I really need to switch to a better brand of toilet paper.
[searching for a new church]
Me: *calls* Yes, does your church offer complimentary WiFi, red wine and light appetizers?
Church: *click*
It’s not summer until you put on your bikini and realize it probably wasn’t a good idea to eat 9,000 lbs of skittles, starbursts, and sour patch kids all year.
Me: I’m sorry; I don’t remember your name. I know it starts with an S though…. Sledgehammer, Salamander, Slappy…
Him: Steve…my name is Steve.
Me: Yeah, no, I would’ve never gotten that.
Them: I’ll be right back
Me: That’s not necessary
12 called me when he was out last week. i answered and he seriously goes “hi. this is seth. your son”. does he already think i have dementia? or worse..DO I AND I DON’T KNOW IT?
[bar]
me: oh god this is gonna sound weird but would you mind pretending to be my girlfriend when my friends turn up so they don’t think I’m a pathetic loser
wife: no
I think I’m a good looking guy from a distance.
As long as that distance is 300 miles.
[on my deathbed]
me: a….ah…..
wife: what is it!! what are you trying to say?
me: ah…… alexa…… play despacito
If I’ve learned anything from movies, it’s that if you’re packing for an important mission, you should definitely pull your knife out of its sheath and then put it back in to make sure it’s still there.
That dentist from that parking lot flyer says gnawing down trees is just as good as brushing and flossing. I’m referring all my coworkers.
Murphy does not need a real egg to feel accomplished!!He’s quite content with his rock, and VERY protective of it! After his spring hormones have run their course, he will get bored and move on to other activities. Poor rock.
[standing fully clothed in the shower pretending to cry]
me: *opening the shower curtain* yeah this will work
real estate lady: ill draw up the contract
Father of Prodigal Son: For this my son was dead, and is alive again! He was lost, and is found!
Fatted Calf: This cannot be good
On the 5th day, god was hungover & didn’t feel up to much so he created worms, shoelaces & spaghetti, then punched out just after 1pm.
If methane killed off the dinosaurs just imagine what I can do in an elevator.
You catch more flies with honey, even more with a dead body and way more with honey on a dead body.
Ok I think somewhere we go wrong as a species is not having a defined mating season. bc then if it doesn’t work out during that season you can just chill the rest of the year and not feel so pressured
*Approaches a guy reading “Catch Me If You Can”*
I love that book. The way he just *clenches fist* catches all those freakin’ cans.

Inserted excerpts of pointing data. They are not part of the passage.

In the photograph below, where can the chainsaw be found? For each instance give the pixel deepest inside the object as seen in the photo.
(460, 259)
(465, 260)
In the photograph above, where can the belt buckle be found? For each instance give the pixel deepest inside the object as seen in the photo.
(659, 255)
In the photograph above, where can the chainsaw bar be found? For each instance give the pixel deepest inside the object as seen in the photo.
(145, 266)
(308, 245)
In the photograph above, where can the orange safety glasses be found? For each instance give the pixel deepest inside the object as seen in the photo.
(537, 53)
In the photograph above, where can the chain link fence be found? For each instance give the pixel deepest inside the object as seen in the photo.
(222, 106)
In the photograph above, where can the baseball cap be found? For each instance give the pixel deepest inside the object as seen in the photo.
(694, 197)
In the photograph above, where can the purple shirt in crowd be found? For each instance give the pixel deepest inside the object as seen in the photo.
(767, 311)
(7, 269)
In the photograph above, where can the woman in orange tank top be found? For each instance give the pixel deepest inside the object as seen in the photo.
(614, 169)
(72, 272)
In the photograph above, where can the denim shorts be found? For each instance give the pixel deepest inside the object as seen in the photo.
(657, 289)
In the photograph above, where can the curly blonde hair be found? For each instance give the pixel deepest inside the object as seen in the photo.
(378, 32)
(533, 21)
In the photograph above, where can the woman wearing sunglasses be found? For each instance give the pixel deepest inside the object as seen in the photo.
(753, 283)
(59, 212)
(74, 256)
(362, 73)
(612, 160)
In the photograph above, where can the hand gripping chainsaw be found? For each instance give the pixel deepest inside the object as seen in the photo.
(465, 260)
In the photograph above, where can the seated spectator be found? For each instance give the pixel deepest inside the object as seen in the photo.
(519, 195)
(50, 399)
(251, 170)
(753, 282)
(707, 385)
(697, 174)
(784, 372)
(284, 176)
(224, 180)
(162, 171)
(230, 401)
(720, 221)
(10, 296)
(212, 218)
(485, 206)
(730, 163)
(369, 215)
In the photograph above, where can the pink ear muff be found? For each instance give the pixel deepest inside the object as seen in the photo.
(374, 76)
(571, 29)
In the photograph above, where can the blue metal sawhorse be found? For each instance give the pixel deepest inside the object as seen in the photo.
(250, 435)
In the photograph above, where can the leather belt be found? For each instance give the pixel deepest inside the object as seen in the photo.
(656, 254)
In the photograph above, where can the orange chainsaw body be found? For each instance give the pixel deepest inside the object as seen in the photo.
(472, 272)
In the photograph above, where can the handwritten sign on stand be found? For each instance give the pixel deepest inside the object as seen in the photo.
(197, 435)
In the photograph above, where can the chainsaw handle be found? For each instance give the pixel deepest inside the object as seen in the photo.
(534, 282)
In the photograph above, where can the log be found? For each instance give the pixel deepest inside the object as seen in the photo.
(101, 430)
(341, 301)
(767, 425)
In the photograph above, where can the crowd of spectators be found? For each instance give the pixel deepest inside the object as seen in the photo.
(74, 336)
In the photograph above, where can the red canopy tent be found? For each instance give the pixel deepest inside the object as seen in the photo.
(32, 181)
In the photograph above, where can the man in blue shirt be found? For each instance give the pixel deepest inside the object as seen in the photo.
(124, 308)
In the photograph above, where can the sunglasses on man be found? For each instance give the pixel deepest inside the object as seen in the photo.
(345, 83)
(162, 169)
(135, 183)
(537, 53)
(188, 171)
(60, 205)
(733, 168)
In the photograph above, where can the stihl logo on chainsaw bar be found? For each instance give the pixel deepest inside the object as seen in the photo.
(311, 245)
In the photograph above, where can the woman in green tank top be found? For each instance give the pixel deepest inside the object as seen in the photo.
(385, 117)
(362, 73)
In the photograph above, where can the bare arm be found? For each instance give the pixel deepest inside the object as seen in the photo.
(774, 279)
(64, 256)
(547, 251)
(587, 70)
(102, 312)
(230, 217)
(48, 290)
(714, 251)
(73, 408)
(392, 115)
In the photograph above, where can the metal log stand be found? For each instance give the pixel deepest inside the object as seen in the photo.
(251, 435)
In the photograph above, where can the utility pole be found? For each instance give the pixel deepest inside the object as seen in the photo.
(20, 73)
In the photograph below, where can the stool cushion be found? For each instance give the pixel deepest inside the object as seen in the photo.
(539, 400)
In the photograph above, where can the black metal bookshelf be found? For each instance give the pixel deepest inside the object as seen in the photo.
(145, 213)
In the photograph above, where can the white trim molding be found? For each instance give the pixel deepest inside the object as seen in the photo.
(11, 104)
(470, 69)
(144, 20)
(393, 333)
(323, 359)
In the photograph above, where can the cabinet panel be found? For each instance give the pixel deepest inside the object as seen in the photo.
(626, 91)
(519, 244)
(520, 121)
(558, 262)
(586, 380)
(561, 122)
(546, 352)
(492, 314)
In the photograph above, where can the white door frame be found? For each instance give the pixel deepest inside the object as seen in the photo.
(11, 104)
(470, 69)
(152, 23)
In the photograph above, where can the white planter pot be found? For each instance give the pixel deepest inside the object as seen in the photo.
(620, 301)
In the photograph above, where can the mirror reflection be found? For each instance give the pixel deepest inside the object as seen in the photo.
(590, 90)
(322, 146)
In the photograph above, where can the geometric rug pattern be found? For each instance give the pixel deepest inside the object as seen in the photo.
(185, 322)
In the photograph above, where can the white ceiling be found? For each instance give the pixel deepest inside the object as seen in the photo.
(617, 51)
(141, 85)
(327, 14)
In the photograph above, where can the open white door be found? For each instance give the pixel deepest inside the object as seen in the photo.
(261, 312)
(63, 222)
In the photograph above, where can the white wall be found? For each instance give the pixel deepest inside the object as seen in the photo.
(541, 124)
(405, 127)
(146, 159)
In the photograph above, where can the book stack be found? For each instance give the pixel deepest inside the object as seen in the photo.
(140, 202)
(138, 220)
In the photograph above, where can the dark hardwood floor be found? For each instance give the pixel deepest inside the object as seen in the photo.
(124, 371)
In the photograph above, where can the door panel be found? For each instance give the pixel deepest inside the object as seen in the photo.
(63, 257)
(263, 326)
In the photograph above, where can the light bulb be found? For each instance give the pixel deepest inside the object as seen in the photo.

I’ve got two, maybe three, quests left in me, but only if someone carries my horse.
I joined Twitter to have something to do while I waited for the repairman. It’s only been 3 years, he should be here any month now.
Conversations with my pets:
Me: Please could you
Dog: OF COURSE!
Me: I haven’t said what it
Dog: I LOVE YOU!Me: Please could you
Cat: No.
Whenever I read the word “female” on twitter, in my head I pronounce it like “tamale”.
October is when everyone changes their handle and their avi and now I’m completely lost.